El descubrimiento de los valores y la posterior diferenciación entre ‘ser’ y ‘valer’, indudablemente, son avances importantes en la historia del pensamiento. Antiguos y modernos, sin tener conciencia de ello, incluían el valor en el ser, y medían a ambos bajo los mismos parámetros. De allí que la estética como la ética hayan dado un salto formidable al afinar la capacidad de examen del valor en tanto valor.
Ernesto Sabato afirma que ni la belleza ni la bondad pueden aspirar a un género de objetividad que sí ostenta la verdad. En otras palabras: desde el punto de vista de la objetividad, los valores estéticos y éticos no pueden equipararse plenamente a los valores lógicos. Es cierto que hay un elemento objetivo en la comprobación de que nos gusta esa pintura de Edgar Degas o aquella sinfonía de Gustav Mahler; sin embargo, la vivencia estética ante la obra de arte introduce un elemento subjetivo del que es imposible desprenderse. En cambio, una afirmación como la suma de los ángulos interiores de un triángulo es igual a dos ángulos rectos, goza de una objetividad total y absoluta, a tal punto que el triángulo seguirá valiendo ciento ochenta grados aunque no sea contemplado, aunque nadie repare en su existencia. En lo ético o estético, por el contrario, el sujeto tiene una participación determinante. En estos dominios, nos dice Sabato, no se puede siquiera imaginar el conocimiento desapasionado, puesto que la obra de arte no es jamás entendida mediante la razón, sino sentida gracias a la intuición emocional.
Ortega y Gasset, en otros términos, indicaba que las obras de arte nos sobrecogen, suscitan en nosotros una participación sentimental que impide contemplarlas en su pureza objetiva. Precisamente porque nada de esta condición categórica presente en la ciencia y en la técnica puede apreciarse en los valores estéticos y éticos, es que nadie podrá demostrar –del mismo modo que se verifica empíricamente que un avión ultrasónico es más eficaz que un carruaje– que la pintura del siglo XXI es superior a la del Renacimiento. La relatividad de los juicios estéticos, en consecuencia, proviene de esa aprehensión de los valores estéticos realizada mediante una vivencia, antes que nada, personal y emotiva, variable ad infinitum según los individuos, las culturas y las épocas.

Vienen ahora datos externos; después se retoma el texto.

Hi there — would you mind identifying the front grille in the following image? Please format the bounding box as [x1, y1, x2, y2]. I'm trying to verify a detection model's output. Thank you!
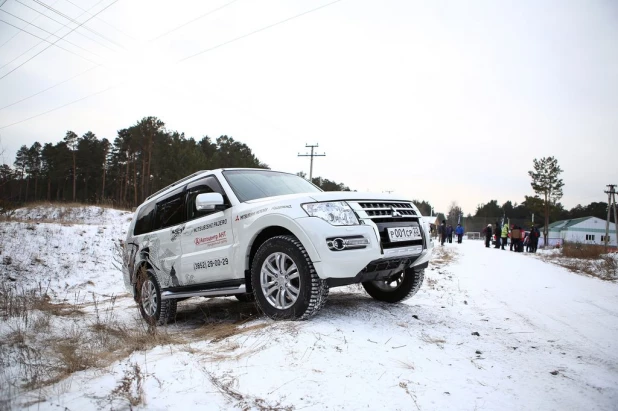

Volviendo al espinoso asunto del progreso, Sabato realiza una distinción clave: en materia de arte no hay que confundir el cambio con el progreso. Entonces se pregunta: La aparición de la perspectiva geométrica en la pintura del Renacimiento, fenómeno vinculado a la aparición de la técnica en Occidente, ¿es un progreso o no? Si se sostiene una norma objetiva y absoluta que permitiera demostrar la superioridad de una obra de arte sobre otra, la respuesta invariablemente no saldrá de la siguiente disparidad: a) sí, hay progreso; b) no, hay involución. Pero la relatividad del gusto estético, tradicionalmente, ha sido la muralla infranqueable contra la que se estrellaron cada una de las tentativas absolutistas. Sabato afirma que es innegable que en la obra del artista existe un núcleo objetivo de belleza, pero no es menos verdadero que dicho núcleo viene cubierto por ingredientes históricos y subjetivos que transforman automáticamente el juicio estético en algo relativo. Y es la objetividad del núcleo la que sin embargo asegura (cierta) universalidad a ese juicio, y hace que todo un sector o una época atribuya belleza a la obra del artista. Tales razones llevan al escritor argentino a aceptar una validez relativa del arte, para una época, un lugar, una cultura: una absolutividad relativa.